There will never be a return to a pre-pandemic normal in terms of what health insurers, self-insured employers and other payers must cover, but they will in some ways be less burdened as COVID-19 recedes, according to Jeff Levin-Scherz, M.D., the population health leader for health and benefits in North America at Willis Towers Watson.
He told Fierce Healthcare that telehealth won’t have the same reach as it did during the pandemic because individuals using the technology will have to interact with a provider in the same state. In addition, the mental health landscape has changed radically, with the prevalence of major symptoms of anxiety or depression tripling since 2019, according to WTW.

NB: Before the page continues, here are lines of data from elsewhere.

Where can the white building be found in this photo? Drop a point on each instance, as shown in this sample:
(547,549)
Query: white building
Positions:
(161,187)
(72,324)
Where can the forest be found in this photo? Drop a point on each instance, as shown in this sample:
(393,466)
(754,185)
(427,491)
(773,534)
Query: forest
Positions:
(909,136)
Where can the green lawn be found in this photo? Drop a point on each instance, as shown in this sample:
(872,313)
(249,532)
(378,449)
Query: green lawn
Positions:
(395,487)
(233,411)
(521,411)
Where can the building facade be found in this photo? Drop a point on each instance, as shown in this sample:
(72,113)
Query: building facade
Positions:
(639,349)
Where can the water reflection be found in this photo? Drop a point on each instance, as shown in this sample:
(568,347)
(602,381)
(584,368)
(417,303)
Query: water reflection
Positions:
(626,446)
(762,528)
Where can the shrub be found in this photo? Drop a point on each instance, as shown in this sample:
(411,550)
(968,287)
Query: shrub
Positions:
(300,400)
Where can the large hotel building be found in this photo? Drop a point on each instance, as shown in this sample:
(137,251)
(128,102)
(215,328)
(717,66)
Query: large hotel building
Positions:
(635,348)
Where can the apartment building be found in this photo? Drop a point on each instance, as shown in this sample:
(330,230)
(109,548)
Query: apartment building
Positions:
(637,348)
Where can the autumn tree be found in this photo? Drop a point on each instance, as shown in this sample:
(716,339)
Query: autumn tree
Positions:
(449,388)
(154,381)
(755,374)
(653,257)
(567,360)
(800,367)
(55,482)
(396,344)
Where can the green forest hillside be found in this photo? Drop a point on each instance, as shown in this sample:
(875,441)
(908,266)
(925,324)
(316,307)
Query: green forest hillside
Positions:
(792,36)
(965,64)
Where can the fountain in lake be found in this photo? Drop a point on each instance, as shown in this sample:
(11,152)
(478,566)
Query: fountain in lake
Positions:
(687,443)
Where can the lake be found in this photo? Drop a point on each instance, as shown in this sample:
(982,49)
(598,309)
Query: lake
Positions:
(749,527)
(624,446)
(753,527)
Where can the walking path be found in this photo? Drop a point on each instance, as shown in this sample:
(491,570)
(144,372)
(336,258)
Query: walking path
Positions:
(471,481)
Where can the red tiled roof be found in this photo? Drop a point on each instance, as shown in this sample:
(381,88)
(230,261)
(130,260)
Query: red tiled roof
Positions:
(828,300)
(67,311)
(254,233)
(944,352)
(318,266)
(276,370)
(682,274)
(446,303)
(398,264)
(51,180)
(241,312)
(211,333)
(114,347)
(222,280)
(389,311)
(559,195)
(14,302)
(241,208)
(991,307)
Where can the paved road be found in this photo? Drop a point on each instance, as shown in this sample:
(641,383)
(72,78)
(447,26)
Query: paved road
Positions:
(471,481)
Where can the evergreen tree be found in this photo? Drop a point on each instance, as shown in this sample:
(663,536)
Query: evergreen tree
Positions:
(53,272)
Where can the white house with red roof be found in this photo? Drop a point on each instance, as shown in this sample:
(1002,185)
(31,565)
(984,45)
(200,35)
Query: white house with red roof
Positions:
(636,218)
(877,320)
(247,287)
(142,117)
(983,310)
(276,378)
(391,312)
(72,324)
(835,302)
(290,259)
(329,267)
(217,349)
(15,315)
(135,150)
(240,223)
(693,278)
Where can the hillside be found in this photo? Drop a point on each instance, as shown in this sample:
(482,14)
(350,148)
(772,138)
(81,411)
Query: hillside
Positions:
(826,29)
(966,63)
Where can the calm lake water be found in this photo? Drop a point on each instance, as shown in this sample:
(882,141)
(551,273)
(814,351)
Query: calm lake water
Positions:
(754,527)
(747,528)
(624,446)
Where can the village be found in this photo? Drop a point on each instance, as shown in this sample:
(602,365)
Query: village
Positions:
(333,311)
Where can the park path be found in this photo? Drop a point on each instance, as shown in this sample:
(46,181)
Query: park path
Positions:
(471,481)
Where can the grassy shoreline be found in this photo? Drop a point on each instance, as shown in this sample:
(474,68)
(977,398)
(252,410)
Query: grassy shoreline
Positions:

Levin-Scherz noted that the telehealth tracking company Fair Health says half of the telehealth interactions going on presently in the country involve mental health or substance use disorders.
“I think there are a couple of reasons for that,” said Levin-Scherz. “One is there’s an enormous shortage of mental health providers. Another is that the needs have just skyrocketed. Also, in many instances, people with mental health issues would prefer not to see somebody in person. There are good reasons why we’re seeing mental health delivered via virtual care.”

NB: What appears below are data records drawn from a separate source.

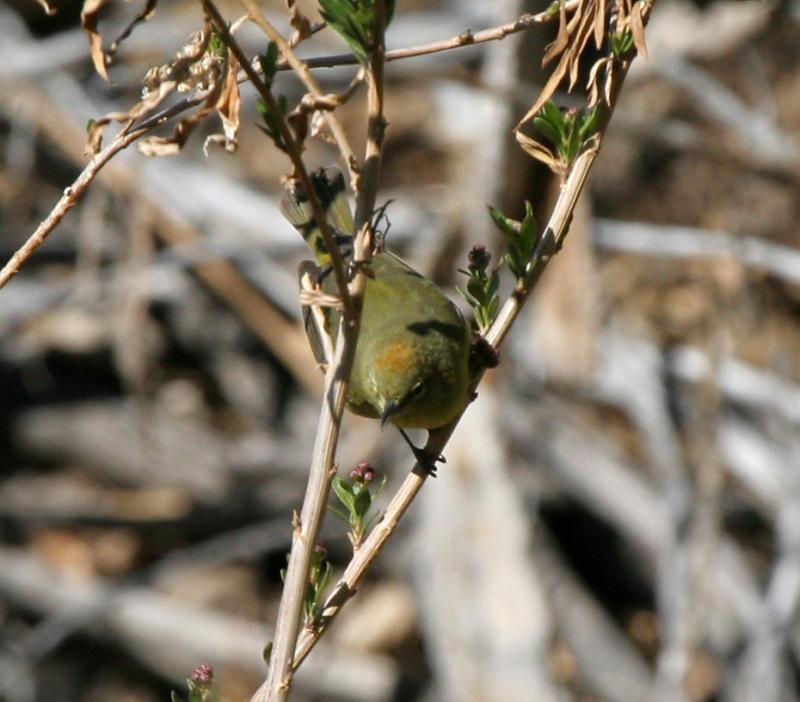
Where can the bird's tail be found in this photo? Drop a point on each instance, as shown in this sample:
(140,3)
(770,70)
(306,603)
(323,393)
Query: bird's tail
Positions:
(332,192)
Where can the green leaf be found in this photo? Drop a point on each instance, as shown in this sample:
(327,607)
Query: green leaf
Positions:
(547,130)
(470,300)
(362,502)
(269,62)
(553,114)
(589,123)
(271,126)
(344,492)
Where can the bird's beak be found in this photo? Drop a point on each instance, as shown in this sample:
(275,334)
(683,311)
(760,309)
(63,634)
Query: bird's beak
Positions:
(388,410)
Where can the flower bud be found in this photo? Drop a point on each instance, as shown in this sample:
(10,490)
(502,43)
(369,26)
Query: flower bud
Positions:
(478,257)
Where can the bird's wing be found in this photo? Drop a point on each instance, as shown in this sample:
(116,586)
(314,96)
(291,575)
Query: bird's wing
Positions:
(332,192)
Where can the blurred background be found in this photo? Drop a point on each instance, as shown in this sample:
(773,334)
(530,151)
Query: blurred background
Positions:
(619,514)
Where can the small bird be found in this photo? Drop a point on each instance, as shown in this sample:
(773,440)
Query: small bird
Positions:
(411,365)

One coverage mandate that Levin-Scherz said he’s glad will stay in place allows providers to prescribe opioid use disorder medications such as suboxone until November 2024 for individuals already utilizing telemedicine for that purpose and until November of this year for those who aren’t.
“That, at least for the moment, is not changing,” said Levin-Scherz.
Employers and health plans do not have to cover COVID-19 home tests, which is in keeping with payers not having to pay for any over-the-counter tests or medications.
“If people go get a lab test, they pay for it,” said Levin-Scherz. “If people get a home pregnancy test, it is not covered by insurance. And so, the tests are going to be more like a pregnancy test. You don’t expect your insurance to cover it. The cost of home COVID test in the U.K. is between $1 and $2 whereas here it’s $12. When these over-the-counter tests are no longer covered, we’ll probably see the cost go down.”
COVID-19 vaccinations must still be covered without charge by employer-sponsored health insurance, said Levin-Scherz. But most employers outside of healthcare have already discontinued the vaccine mandates.
That’s because vaccination a year or more ago provides little protection against bringing COVID-19 to the workplace now.
“It also takes a lot of work to track it,” Levin-Scherz said. “Most employers will remove their COVID vaccine mandates, and I think that that’s probably a good idea.”
Employers will no longer be required to waive cost sharing on COVID-19 medications such as Paxlovid. The federal government continues to supply the medication now, so employer-sponsored health insurance is only responsible for administration fees, although the employer plans will also have to start paying for the drug itself when the federal supply runs out, according to WTW.
Many employers made improvements in their offices to mitigate the spread of COVID-19 and other respiratory illnesses. For instance, they improved airflow, and they may have to make even more improvements. Last Friday, the Centers for Disease Control and Prevention upgraded guidelines on airflow, saying that air ventilation should produce five air changes an hour.
And, though the agency has encouraged better airflow in the past, this is the first time it’s ever set a goal.
“I think that this is a really good first step,” said Levin-Scherz. “It turns out that clean indoor air doesn’t just prevent COVID transmission, but influenza transmission and also prevents RSV transmission. Also, there’s evidence that people actually are more productive and more able to get their job done when there are more air exchanges and the air is cleaner.”